Gdybyś zgubił się na nieznanej wyspie, co byś zrobił?
Odpowiedzi
Otworzę oczy, rozejrzę się przez chwilę. Potem pewnie uszczypnę się, żeby się upewnić, że nie śnię, bo się cholernie boję. Wtedy prawdopodobnie będę chodzić i szukać pomocy, bo nie chcę utknąć na wyspie bez nikogo. Możliwe, że ktoś też by tu był, jak ja. Nigdy nie dowiesz się, co może być na tych wyspach. Tygrysy? Węże? Poszukam wszelkich westchnień łodzi lub środków transportu, które będą w stanie zabrać mnie do domu. Gdybym był tutaj szczery, prawdopodobnie doznałbym załamania psychicznego.
Jeśli masz na myśli, że faktycznie zostanę porzucony na opuszczonej wyspie w określonym czasie, mam dwie listy zapasów (jedną, jeśli mam wystarczająco dużo czasu, aby dowiedzieć się o tej wyspie, a drugą, jeśli nie):
Czas przygotowania:
Mapa wspomnianej wyspy, żebym mógł lepiej poruszać się po niej
Kilka worków wzbogaconej ziemi do małego ogrodu
Kilka paczek nasion do uprawy rodzimych roślin spożywczych, zwykle tropikalnych owoców i ziół
Krzemień do rozpalania ogniska, aby się ogrzać
Filtr wielokrotnego użytku do wody morskiej na wypadek, gdybym nie mógł zdobyć świeżej wody.

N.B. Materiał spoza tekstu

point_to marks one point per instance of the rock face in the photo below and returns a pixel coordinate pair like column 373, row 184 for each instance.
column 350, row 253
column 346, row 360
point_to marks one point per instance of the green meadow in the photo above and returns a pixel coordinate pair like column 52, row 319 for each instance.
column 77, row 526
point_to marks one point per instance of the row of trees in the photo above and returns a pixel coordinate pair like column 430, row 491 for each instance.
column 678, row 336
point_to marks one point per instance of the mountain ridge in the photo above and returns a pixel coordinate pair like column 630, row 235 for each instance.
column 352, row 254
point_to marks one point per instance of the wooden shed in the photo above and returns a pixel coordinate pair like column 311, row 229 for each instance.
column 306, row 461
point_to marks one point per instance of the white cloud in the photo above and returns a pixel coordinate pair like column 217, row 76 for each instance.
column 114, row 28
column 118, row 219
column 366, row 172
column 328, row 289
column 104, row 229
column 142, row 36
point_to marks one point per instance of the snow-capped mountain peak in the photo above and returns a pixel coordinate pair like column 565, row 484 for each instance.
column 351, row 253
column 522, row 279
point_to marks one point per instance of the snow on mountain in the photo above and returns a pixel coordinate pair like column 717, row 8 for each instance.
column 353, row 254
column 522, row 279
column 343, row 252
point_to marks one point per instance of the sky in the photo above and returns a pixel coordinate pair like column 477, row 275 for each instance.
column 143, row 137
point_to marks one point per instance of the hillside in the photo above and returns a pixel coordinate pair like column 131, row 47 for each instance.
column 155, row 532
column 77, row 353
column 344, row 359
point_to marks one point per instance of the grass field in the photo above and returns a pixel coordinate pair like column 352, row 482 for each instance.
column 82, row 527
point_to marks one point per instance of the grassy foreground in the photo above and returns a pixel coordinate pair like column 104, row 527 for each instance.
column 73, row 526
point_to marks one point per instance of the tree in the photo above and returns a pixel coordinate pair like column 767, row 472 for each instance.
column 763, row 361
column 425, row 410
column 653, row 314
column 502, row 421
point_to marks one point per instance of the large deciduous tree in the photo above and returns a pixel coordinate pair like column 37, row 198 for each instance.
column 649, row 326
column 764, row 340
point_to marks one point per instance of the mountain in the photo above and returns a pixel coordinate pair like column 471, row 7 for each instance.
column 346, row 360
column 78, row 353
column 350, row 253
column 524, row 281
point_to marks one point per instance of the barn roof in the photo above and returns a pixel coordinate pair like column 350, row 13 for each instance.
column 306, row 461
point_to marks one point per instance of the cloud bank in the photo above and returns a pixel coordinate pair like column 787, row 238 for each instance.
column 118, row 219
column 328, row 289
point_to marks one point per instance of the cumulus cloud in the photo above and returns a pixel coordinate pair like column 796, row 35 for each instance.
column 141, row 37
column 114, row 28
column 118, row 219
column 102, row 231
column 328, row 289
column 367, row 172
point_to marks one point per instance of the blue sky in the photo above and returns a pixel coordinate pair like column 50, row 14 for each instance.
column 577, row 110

Beczka deszczowa do zbierania wody deszczowej w szczególnie mokre dni
Kuchenka obozowa do gotowania
Scyzoryk do patroszenia i czyszczenia zdobyczy
Maczeta do przecinania gęstych zarośli i polowania
Łuk i kilka strzał do polowania
Topór do rąbania drewna.
Bez przygotowania:
Trochę krzemienia na rozpalenie
Szwajcarski scyzoryk, nigdy nie wiadomo, kiedy narzędzie na nim może się przydać
Butelka z filtrem do oczyszczania wody dla zaspokojenia pragnienia
Mój przewodnik dla rozbitków, aby uzyskać informacje o tym, jak przetrwać, a także krzesiwo w razie potrzeby.